Mykorrhiza – Düngerpilze

Mykorrhiza kennen die meisten Hobbygärtner nicht, aber erst durch den von der Mykotown Greentech AG aus der Schweiz und ihrem Tochterunternehmen der Prof. Myko´s GmbH aus Konstanz umgangssprachlichen Begriff “Düngerpilze” erklärt den meisten Gartenfreunden um was es sich dabei eigentlich handelt. Dabei können diese Düngerpilze (Mykorrhiza) im Garten wahre Wunder vollbringen.

Schwieriges Wort – Einfache Erklärung

Das Wort „Mykorrhiza“ stammt aus dem Altgriechischen: „Myko“ heißt Pilz und „Rhiza“ bedeutet Wurzel. Es handelt sich um eine Lebensgemeinschaft zwischen Pilzen und Pflanzenwurzeln, die beiden Organismen das Leben leichter macht. In der Biologie wird eine solche Lebensgemeinschaft Symbiose genannt.

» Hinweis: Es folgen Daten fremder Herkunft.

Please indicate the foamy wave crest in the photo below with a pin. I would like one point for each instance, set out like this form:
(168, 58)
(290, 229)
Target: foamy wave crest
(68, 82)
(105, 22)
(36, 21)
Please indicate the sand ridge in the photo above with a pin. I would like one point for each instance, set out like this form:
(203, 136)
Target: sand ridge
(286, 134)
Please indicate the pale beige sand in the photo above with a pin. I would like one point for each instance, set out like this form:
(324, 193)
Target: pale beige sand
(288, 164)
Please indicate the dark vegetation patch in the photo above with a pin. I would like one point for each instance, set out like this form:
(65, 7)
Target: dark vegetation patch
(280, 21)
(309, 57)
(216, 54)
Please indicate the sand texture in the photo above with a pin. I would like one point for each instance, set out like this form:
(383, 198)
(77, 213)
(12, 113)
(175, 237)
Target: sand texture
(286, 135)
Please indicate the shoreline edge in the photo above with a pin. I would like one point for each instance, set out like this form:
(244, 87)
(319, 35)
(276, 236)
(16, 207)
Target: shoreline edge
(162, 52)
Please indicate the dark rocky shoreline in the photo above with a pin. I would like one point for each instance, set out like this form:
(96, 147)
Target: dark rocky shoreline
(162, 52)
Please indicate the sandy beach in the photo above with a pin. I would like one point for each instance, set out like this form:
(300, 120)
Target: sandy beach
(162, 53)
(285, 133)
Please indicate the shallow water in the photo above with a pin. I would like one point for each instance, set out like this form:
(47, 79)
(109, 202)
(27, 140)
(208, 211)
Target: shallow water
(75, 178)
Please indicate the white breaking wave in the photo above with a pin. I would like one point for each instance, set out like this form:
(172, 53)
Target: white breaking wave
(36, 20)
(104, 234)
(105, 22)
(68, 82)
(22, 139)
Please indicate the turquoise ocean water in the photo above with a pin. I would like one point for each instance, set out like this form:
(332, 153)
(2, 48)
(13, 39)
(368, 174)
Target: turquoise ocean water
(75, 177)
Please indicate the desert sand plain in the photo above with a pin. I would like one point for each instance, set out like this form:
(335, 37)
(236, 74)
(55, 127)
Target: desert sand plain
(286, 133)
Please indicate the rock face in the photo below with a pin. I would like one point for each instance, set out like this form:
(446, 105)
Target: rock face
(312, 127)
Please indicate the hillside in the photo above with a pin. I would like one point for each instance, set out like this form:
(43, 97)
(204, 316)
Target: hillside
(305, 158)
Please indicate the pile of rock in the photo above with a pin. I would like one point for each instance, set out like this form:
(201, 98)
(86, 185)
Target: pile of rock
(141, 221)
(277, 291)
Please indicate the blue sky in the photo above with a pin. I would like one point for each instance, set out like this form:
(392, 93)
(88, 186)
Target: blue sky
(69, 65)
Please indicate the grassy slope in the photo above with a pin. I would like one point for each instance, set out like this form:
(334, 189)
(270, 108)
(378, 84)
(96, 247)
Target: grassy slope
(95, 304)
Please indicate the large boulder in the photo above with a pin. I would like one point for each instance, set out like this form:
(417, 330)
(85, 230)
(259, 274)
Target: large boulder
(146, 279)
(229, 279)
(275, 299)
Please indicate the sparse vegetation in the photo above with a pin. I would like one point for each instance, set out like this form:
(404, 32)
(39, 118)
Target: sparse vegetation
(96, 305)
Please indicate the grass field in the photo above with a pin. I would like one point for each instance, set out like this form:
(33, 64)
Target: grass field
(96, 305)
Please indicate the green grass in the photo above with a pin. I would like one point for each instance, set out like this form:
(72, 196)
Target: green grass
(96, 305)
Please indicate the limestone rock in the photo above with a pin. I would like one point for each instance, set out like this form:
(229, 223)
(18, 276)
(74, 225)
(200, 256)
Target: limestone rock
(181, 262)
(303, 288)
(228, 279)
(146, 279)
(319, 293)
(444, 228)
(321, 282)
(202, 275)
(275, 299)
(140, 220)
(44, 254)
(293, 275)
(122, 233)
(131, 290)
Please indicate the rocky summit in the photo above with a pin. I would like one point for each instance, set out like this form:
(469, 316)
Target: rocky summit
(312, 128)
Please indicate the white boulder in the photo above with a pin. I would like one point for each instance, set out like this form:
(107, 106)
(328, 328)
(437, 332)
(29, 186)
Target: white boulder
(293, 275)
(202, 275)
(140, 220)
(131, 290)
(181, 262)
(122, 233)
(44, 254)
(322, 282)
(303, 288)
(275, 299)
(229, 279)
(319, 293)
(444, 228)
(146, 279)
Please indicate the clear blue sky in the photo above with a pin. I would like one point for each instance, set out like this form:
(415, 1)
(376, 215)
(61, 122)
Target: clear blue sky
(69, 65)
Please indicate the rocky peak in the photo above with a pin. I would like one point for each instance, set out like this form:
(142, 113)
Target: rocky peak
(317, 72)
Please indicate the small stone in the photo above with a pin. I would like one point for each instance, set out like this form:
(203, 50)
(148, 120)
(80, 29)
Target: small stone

Jeder Partner zieht Vorteile daraus: Der Pilz nimmt aus den Wurzelzellen der Pflanze wertvolle Kohlenhydrate auf, die er selbst nicht produzieren könnte, weil ihm das dafür notwendige Blattgrün fehlt. Die Pflanze erhält im Gegenzug Nährstoffe und Wasser aus dem Pilzgeflecht, da Pilze Nährstoff- und Wasservorkommen im Boden besser erschließen können.

Das unterirdische Pilzgeflecht verwächst mit der Pflanzenwurzel und vergrößert auf diese Weise außerdem ihre Wurzelfläche. Die Pflanze hat die Möglichkeit, ein weitläufigeres Gebiet zu abzudecken und tiefer in den Boden vorzudringen. Sie wird besser mit Wasser und Nährstoffen versorgt und ist nicht mehr so anfällig gegenüber Witterungseinflüssen.

Außerdem ist sie durch die gute Ernährung gegenüber Krankheitserregern und Schädlingen widerstandsfähiger. Selbst ungünstige Umweltbedingungen wie beispielsweise hohe Salzkonzentrationen im Boden werden mit Hilfe des Pilzes besser ertragen.

Die Bindung ist je nach Pilz- und Pflanzenart unterschiedlich eng: Einige Pilze dringen mit ihren Hyphen (Pilzwurzeln) in die Wurzelzellen der Pflanzen ein bilden dort mikroskopisch feine, verästelte Büschel, über die der Austausch von Kohlehydraten und Nährstoffen stattfindet (Endomykorrhiza). Andere beschränken sich darauf, die Wurzelzellen mit ihren Hyphen dicht zu umhüllen und tauschen Stoffe durch die Zellmembranen aus (Ektomykorrhiza).

Pflanzen und Pilze: Ein perfektes Team

Zu dieser Erkenntnis kam auch Europas führender Gartenzeitung „Mein schöner Garten“ mit ihrer Februarausgabe, in der die Vorteile der seit ca. 460 Millionen Jahren erfolgreichen Teamarbeit ausführlich beschrieben wurde.

Dies zeigt auf, wie die mitteleuropäischen Wälder leben und die Bäume ausnahmslos mit Mykorrhiza-Bodenpilzen zusammenarbeiten. Was sich in den Wäldern seit Millionen Jahren bewährt hat, kann nicht irren. Von den so genannten Düngerpilzen können nun auch die Pflanzen im Garten profitieren.

Und Ihr Garten blüht auf

Obst- und Ziergehölze, Rosen, Stauden, Gemüsearten wie Tomaten und Gurken, Kräuter- und Gewürzpflanzen, Balkon- und Zimmerpflanzen wachsen durch eine Lebensgemeinschaft mit geeigneten Pilzen sichtlich besser – sie sind gesünder, blühen intensiver und tragen größere Früchte.

Selbst ein mit den natürlichen Pilzprodukten der Prof. Myko´s Düngerpilze GmbH vom Bodensee behandelter Rasen wird dichter und zeigt einen sattgrünen Farbton.

Außerdem kommen alle Pflanzen mit weniger Wasser und Dünger aus und wachsen nach dem Umpflanzen besser wieder an.

Übrigens: Einer der Gründe, warum man größere Gehölze immer mit Erdballen verpflanzt, ist der, dass die vorhandene Mykorrhiza möglichst wenig beeinträchtigt wird.